Arrivé à une des portes du palais, le mendiant dit le mot de passe et montra une sorte de médaille. Aussitôt, la sentinelle s'effaça respectueusement. Alors, d'un pas délibéré, il s'engagea dans le dédale des couloirs, qu'il paraissait connaître à fond, et parvint rapidement à la porte d'un appartement à laquelle il frappa d'une manière spéciale. Un laquais vint lui ouvrir aussitôt et, sur quelques mots que le mendiant lui dit à l'oreille, il s'inclina avec déférence, ouvrit une porte et s'effaça.

Le mendiant pénétra dans une chambre à coucher. Cette chambre était celle du dogue de Philippe II, don Inigo de Almaran, plus communément appelé Barba Roja, lequel, présentement, le bras droit entouré de bandes, se promenait rageusement, en proférant d'horribles menaces à l'adresse de ce Français, ce Pardaillan de malheur, qui lui avait presque démis le bras.

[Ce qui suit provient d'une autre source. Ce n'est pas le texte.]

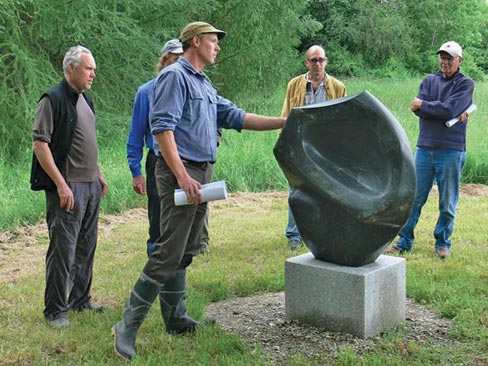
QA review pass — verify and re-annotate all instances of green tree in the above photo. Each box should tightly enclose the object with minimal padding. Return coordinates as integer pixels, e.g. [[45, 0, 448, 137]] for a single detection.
[[0, 0, 320, 161]]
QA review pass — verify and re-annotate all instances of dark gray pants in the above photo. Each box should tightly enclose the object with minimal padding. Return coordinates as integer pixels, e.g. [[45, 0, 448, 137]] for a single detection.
[[44, 181, 101, 319], [143, 157, 210, 283]]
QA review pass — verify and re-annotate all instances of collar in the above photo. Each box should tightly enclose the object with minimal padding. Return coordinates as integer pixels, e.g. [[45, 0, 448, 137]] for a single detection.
[[305, 71, 327, 84], [176, 56, 207, 78]]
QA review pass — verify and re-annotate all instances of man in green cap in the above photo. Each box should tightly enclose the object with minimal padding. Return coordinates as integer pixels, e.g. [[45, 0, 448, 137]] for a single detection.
[[112, 22, 285, 359]]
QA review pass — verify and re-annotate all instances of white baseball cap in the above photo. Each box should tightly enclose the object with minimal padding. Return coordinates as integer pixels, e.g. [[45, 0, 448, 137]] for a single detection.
[[437, 41, 463, 58]]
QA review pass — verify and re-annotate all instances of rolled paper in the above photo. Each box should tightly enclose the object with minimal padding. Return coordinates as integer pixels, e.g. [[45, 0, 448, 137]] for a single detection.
[[446, 104, 477, 127], [175, 180, 227, 206]]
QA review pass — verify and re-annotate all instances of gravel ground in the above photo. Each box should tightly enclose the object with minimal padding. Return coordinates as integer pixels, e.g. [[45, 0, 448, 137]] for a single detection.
[[207, 292, 453, 364]]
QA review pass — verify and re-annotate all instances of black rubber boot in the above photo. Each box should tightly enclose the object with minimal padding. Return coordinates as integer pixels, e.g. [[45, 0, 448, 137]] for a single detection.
[[159, 269, 215, 334], [112, 272, 163, 360]]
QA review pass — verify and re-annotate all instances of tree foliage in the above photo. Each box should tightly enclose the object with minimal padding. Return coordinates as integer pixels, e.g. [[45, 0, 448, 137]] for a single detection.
[[0, 0, 314, 162], [303, 0, 488, 79]]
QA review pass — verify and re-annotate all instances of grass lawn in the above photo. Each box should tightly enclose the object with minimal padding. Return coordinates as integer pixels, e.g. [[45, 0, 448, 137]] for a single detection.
[[0, 186, 488, 366]]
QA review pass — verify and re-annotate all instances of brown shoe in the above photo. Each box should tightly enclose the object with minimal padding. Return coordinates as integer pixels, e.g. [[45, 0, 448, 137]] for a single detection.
[[385, 245, 404, 254], [435, 247, 449, 259]]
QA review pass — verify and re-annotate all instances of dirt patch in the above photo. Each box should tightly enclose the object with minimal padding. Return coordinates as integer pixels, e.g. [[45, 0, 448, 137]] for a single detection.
[[207, 292, 453, 364]]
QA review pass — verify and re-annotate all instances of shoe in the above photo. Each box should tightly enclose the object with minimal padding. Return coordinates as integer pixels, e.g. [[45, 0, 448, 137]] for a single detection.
[[197, 242, 210, 255], [47, 317, 69, 328], [288, 239, 302, 250], [435, 247, 449, 259], [71, 301, 105, 313], [385, 245, 405, 255]]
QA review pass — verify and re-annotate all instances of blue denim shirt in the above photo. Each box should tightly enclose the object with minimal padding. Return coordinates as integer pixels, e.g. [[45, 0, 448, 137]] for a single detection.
[[415, 70, 474, 151], [126, 79, 154, 177], [150, 57, 245, 162]]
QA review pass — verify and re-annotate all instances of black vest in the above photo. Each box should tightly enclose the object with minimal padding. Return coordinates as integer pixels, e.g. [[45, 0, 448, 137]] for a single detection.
[[30, 78, 95, 191]]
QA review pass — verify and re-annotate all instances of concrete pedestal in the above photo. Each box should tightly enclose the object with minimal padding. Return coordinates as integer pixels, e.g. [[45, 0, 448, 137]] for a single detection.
[[285, 253, 406, 338]]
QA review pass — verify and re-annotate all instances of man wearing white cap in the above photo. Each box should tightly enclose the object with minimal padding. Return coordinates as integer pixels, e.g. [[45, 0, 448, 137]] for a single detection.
[[112, 22, 285, 359], [126, 39, 183, 255], [387, 41, 474, 259]]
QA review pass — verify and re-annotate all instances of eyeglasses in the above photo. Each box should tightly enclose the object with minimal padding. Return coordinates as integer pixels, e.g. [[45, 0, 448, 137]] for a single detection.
[[307, 57, 327, 64]]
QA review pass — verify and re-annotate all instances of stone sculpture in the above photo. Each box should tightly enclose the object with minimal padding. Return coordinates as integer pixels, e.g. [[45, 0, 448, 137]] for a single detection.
[[274, 91, 415, 267]]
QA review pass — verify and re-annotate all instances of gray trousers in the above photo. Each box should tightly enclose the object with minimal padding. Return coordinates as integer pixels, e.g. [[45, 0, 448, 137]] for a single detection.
[[142, 157, 210, 283], [44, 181, 102, 319]]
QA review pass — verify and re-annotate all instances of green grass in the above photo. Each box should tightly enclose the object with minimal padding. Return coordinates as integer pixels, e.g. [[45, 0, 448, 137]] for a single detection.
[[0, 192, 488, 366]]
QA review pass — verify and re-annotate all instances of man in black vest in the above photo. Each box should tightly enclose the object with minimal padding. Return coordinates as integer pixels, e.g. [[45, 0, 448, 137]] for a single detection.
[[31, 46, 107, 327]]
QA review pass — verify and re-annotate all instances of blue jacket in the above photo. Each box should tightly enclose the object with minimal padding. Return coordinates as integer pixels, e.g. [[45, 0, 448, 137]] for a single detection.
[[415, 70, 474, 151], [126, 79, 154, 177], [150, 57, 245, 162]]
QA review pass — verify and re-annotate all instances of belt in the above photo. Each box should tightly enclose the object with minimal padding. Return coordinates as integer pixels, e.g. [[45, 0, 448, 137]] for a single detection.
[[181, 159, 211, 169]]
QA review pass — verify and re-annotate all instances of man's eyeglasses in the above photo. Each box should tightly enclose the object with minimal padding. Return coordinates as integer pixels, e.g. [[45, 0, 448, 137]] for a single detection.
[[307, 57, 327, 64]]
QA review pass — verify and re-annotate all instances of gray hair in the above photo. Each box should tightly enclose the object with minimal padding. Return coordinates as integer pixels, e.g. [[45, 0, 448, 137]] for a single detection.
[[63, 45, 92, 74]]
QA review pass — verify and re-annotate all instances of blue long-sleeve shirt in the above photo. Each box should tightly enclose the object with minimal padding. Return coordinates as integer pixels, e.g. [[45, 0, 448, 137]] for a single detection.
[[415, 70, 474, 151], [150, 57, 245, 162], [126, 79, 154, 177]]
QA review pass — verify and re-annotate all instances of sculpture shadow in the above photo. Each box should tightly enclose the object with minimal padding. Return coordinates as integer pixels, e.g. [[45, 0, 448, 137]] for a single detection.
[[273, 91, 415, 267]]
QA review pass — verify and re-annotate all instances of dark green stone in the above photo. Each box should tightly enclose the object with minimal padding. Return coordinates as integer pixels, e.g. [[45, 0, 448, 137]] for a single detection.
[[274, 91, 415, 267]]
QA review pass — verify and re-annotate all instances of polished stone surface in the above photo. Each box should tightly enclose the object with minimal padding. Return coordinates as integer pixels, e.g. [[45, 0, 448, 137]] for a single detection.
[[274, 91, 415, 267]]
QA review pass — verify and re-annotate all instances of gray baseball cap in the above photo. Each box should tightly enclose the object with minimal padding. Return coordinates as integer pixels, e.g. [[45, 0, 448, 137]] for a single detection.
[[161, 38, 183, 56]]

Au bruit, Barba Roja s'était retourné. En voyant devant lui une espèce de mendiant sordide, il fronça les sourcils, mais il reconnut le personnage.

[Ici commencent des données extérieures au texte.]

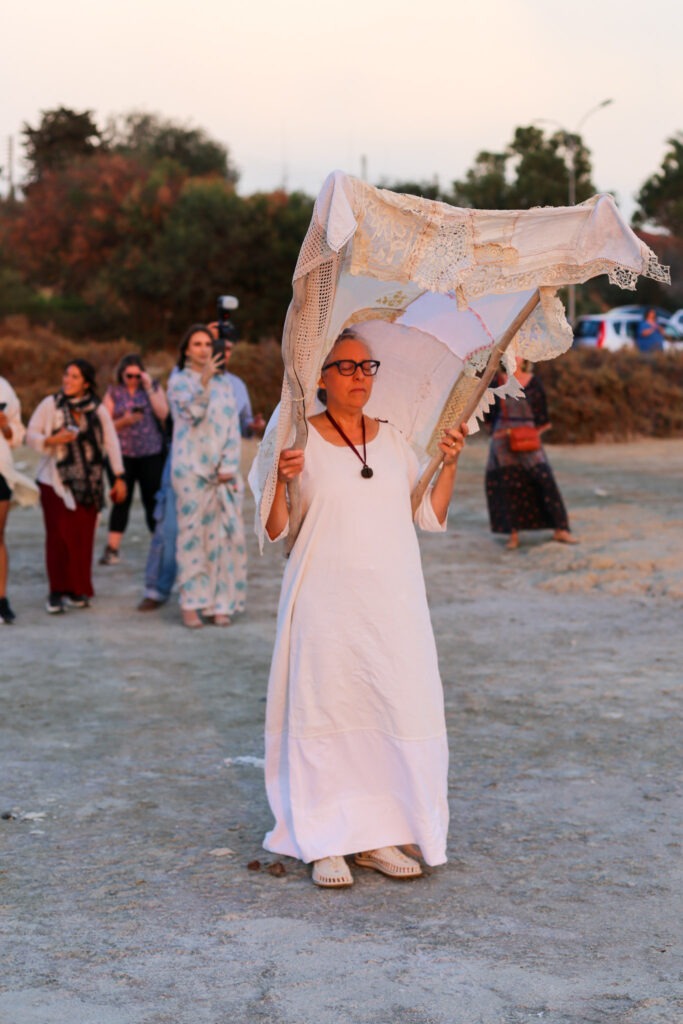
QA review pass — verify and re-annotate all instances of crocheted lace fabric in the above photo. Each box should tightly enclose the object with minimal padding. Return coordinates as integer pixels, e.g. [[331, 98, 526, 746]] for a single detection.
[[250, 171, 670, 543]]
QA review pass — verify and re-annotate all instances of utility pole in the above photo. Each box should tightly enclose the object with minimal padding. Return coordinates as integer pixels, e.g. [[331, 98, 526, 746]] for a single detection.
[[537, 99, 614, 327]]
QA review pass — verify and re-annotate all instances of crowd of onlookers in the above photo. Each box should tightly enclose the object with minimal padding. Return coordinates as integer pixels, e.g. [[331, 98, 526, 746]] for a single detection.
[[0, 315, 589, 629], [0, 324, 265, 629]]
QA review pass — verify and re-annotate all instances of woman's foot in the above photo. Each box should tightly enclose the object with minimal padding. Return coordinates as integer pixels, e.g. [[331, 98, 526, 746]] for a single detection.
[[553, 529, 579, 544], [180, 608, 204, 630], [353, 846, 422, 879], [0, 597, 16, 626], [311, 857, 353, 889]]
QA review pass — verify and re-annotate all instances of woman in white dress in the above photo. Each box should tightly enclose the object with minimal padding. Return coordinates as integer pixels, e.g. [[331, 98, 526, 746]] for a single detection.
[[264, 331, 467, 887]]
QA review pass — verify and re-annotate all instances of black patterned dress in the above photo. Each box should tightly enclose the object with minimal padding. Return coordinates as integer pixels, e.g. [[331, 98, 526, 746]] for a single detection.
[[485, 377, 569, 534]]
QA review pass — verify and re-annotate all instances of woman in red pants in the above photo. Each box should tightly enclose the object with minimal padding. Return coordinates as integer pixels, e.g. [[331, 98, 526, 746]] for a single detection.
[[27, 359, 126, 614]]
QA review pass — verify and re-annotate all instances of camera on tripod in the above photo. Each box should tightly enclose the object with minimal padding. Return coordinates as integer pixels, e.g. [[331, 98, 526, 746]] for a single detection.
[[213, 295, 240, 367]]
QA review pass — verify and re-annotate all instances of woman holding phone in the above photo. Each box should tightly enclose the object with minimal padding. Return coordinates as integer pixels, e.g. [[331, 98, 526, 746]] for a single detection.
[[27, 359, 126, 614], [99, 352, 168, 565]]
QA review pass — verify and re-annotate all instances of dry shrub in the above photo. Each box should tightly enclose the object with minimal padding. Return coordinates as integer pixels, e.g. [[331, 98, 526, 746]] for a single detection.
[[536, 348, 683, 443], [229, 338, 285, 419]]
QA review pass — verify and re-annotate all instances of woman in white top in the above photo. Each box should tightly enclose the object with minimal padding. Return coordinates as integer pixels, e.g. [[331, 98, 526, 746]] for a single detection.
[[264, 332, 467, 887], [27, 359, 126, 614], [0, 377, 38, 626]]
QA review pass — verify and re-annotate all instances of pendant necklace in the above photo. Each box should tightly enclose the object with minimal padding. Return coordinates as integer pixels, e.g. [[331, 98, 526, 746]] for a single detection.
[[325, 409, 373, 480]]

—Cristobal! s'exclama Barba Roja. Enfin, te voilà!

Si Pardaillan se fût trouvé là, il eût reconnu dans celui que Barba Roja venait d'appeler Cristobal, le familier qu'il avait délicatement jeté hors du patio le jour de son arrivée à l'hôtellerie de la Tour.

Qu'était-ce donc que ce Cristobal? Le moment nous paraît venu de faire plus ample connaissance avec lui.

Don Cristobal Centurion était un pauvre diable de bachelier comme il y en avait tant à cette époque en Espagne. Jeune, intelligent, instruit, il avait résolu de faire son chemin et d'arriver à une haute situation. C'était plus facile à décider qu'à réaliser. Surtout lorsqu'on ne se connaît plus de père ni de mère et qu'on n'a été instruit et élevé que par la charité d'un vieil oncle, lui-même pauvre curé de campagne, dans un royaume où prêtres et moines sont légion.

Il commença d'abord par se décharger de ces vains scrupules qui sont l'apanage des sots et la pierre d'achoppement de tout ambitieux fermement résolu à réussir. L'opération se fit avec d'autant plus de facilité que les susdits scrupules n'encombraient pas précisément la conscience du jeune Cristobal Centurion. Devenu plus léger, il n'en demeura pas moins ce qu'il était avant, pauvre à faire pitié au Job, de biblique mémoire. Mais, comme les efforts louables qu'il avait faits pour délester sa conscience méritaient somme toute une récompense, le diable la lui donna en lui suggérant l'idée d'alléger son vieux curé d'oncle de quelques doublons que le brave homme avait parcimonieusement économisés en se privant durant de longues années, et qu'il avait précautionneusement enfouis dans une sûre cachette, non pas si sûre pourtant que le jeune drôle ne la découvrît après de longues et patientes recherches.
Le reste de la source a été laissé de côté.